In the summer of 2005, a few colleagues and I went to the Chautauqua Institution's week on "The Brain." We were invited by Chautauqua's Religion Department, which was focusing in that same week on the nature of love. Those two subject areas might seem, on the surface, to deal with distinctly separate realms of human reality — reason and emotion. But one of the lessons of the week was that modern science is turning up an intricate and fascinating interrelationship between them. What we are learning about "the three pound human brain," as Sherwin Nuland likes to refer to it, may compel us to reconcile western civilization's split between body and spirit. Sherwin Nuland first translated his personal knowledge of human physiology into literature with his award-winning bestseller, How We Die. He epitomizes a phenomenon I've observed among scientists of many disciplines: he is possessed of a passion for his subject borne, perhaps counter-intuitively, of rational observation and scientific expertise. "I want others to know what I know," he wrote in the introduction to his 1997 book, The Wisdom of the Body. After he had chronicled processes of human death in How We Die, he delved into the primary processes that support and sustain human life — how we live. Years of treating disease in the body left him in awe, above all, of the fact of health as a norm. Knowing what can go wrong, he says, has given him a tremendous respect for much more that goes right, moment to moment. He chose as the epigraph to The Wisdom of the Body this thought of St. Augustine:
Men go forth to wonder at the heights of mountains, the huge waves of the sea, the broad flow of the rivers, the vast compass of the ocean, the courses of the stars: and they pass by themselves without wondering.
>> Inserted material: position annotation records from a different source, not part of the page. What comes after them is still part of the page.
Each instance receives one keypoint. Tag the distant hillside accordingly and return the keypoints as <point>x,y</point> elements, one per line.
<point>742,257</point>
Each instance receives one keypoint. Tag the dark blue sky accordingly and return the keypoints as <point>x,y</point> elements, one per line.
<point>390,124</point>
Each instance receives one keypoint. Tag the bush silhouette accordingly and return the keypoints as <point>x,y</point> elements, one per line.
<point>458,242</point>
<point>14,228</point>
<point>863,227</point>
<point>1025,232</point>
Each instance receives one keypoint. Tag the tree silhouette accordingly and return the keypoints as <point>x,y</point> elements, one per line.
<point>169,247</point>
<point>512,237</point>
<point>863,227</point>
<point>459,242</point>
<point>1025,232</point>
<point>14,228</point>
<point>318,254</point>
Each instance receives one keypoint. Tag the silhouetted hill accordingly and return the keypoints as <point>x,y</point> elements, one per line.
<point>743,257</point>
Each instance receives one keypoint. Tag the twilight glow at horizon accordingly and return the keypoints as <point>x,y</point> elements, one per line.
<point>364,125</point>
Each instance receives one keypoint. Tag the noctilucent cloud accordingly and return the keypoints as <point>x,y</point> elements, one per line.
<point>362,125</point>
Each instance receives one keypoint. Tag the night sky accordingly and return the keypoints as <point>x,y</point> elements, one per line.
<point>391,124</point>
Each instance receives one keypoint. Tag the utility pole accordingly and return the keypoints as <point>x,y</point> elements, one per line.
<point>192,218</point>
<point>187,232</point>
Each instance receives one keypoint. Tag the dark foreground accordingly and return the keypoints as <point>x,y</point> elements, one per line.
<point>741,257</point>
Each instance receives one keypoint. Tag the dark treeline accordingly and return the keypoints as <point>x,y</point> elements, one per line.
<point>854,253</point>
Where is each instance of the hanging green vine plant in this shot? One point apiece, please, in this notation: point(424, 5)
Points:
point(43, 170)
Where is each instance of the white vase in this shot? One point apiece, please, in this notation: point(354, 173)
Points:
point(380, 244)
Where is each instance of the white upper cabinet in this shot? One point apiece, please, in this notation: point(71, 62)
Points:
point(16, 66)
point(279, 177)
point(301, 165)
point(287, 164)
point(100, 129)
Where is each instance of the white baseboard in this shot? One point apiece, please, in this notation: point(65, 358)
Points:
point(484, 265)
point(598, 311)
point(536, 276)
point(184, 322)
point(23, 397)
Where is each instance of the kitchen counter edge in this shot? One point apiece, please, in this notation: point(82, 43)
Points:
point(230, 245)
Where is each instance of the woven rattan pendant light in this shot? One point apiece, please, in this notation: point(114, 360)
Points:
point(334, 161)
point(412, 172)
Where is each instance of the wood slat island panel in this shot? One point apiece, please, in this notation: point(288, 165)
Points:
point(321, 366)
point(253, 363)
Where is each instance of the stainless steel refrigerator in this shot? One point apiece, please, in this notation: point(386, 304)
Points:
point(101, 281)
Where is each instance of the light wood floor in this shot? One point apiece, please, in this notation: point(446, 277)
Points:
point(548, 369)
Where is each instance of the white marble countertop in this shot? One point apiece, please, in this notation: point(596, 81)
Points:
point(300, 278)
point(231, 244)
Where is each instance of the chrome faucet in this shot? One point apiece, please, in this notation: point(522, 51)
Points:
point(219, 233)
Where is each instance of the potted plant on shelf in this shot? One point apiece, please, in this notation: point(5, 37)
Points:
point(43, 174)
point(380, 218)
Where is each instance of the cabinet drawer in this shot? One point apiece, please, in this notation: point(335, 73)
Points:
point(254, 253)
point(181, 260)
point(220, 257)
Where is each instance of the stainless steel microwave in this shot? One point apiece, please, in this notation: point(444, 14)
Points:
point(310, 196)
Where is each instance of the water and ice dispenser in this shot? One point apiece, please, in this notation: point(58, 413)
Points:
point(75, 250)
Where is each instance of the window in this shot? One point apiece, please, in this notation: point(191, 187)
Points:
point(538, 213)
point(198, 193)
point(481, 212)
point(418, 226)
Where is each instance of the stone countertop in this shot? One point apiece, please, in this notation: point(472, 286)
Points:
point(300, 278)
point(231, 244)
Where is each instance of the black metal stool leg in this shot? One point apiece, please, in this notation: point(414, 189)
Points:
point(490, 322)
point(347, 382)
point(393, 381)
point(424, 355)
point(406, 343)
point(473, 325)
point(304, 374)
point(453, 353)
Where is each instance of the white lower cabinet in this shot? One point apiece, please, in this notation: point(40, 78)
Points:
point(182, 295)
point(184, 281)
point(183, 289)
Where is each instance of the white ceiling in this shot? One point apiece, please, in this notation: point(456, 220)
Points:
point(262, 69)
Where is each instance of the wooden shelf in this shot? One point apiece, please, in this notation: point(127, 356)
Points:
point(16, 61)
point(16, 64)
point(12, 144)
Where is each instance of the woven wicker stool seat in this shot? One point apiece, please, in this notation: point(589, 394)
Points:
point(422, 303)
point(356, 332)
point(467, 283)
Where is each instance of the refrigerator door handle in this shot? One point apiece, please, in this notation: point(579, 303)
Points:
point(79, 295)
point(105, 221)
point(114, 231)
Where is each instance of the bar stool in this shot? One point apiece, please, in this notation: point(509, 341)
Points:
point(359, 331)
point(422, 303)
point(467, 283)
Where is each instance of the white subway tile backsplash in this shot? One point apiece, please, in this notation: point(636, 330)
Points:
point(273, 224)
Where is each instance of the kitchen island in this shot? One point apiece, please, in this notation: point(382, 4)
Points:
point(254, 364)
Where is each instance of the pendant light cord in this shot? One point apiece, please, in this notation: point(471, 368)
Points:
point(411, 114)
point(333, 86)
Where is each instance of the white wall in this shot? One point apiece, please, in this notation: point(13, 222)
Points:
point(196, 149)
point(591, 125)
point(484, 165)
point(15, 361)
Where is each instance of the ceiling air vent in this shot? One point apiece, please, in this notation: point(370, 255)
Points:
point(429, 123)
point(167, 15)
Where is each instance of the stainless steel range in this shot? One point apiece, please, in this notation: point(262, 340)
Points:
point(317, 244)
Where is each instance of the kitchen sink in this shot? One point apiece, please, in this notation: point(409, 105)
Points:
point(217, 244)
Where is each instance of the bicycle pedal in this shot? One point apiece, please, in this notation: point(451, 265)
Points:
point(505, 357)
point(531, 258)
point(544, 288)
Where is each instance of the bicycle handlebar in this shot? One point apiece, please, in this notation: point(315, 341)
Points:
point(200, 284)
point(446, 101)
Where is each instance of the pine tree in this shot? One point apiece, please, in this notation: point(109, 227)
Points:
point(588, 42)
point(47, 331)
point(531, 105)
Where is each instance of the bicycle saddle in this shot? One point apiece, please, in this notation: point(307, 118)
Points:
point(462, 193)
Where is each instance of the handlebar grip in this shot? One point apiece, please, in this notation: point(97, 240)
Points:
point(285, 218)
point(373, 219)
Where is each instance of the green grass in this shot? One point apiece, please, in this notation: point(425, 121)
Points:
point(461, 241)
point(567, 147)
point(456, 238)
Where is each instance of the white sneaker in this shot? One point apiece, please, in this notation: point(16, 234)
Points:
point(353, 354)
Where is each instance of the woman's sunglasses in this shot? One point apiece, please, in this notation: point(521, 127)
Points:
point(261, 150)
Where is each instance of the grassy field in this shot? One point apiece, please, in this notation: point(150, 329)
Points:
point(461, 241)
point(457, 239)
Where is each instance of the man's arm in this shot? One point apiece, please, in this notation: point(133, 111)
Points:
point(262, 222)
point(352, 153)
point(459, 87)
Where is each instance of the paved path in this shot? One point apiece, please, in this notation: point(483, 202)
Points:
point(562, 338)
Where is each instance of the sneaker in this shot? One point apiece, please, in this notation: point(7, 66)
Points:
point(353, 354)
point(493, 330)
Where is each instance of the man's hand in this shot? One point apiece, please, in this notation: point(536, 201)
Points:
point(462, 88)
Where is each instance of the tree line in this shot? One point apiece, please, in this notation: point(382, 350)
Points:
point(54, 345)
But "wonder" for St. Augustine was a religious experience that drove back to a creator. Dr. Nuland looks within the body not only for the source of his wonder but for the driving force of his capacity for wonder itself. He makes the provocative suggestion that what we call the human spirit — our capacity for beauty and love, our drive to create balance in life and moral order in society — is an evolutionary accomplishment of the most complex organism on the planet, the human brain. Within our very beings, he says, we sense the threat of chaos, and we sometimes yield to it. But overwhelmingly, individually and collectively, we seek balance. We transcend mere impulse and reason. Sherwin Nuland has given himself over to charting transcendence rooted in flesh and blood and bone, DNA and neurotransmitter and enzyme. I can't help noticing as I trace the line with Sherwin Nuland that I trace with all of my guests — the intersection of large ideas with concrete experience — how his personal story mirrors the development of his thinking. He had a difficult early life, which he describes in his autobiographical work, Lost in America. In his 40's, he almost succumbed to a grave spiral of clinical depression. He lost the Orthodox Jewish faith of his childhood, but gained an animating faith in human realities that he had spent his career exploring. One of his favorite quotes, attributed to Philo of Alexandria, has now become one of my favorite quotes: "Be kind, for everyone you meet is fighting a great battle." Sherwin Nuland is another voice for On Being who does not espouse a formal religious belief. However, his ideas might richly inform many religious perspectives; and as he admits, they do not rule out the idea of a creator. We have an interesting exchange about how his concept of the spirit as emergent in human life and relationship corresponds intriguingly, in fact, with the Hebrew biblical word for "soul" — nephesh, in English transliteration. His idea of our bodies evolving our spirits could also be heard as parallel to the suggestion of the physicist/theologian John Polkinghorne. Polkinghorne believes in a God who did something "more clever" than create a ready-made world — a God who, instead, created a world that could make itself.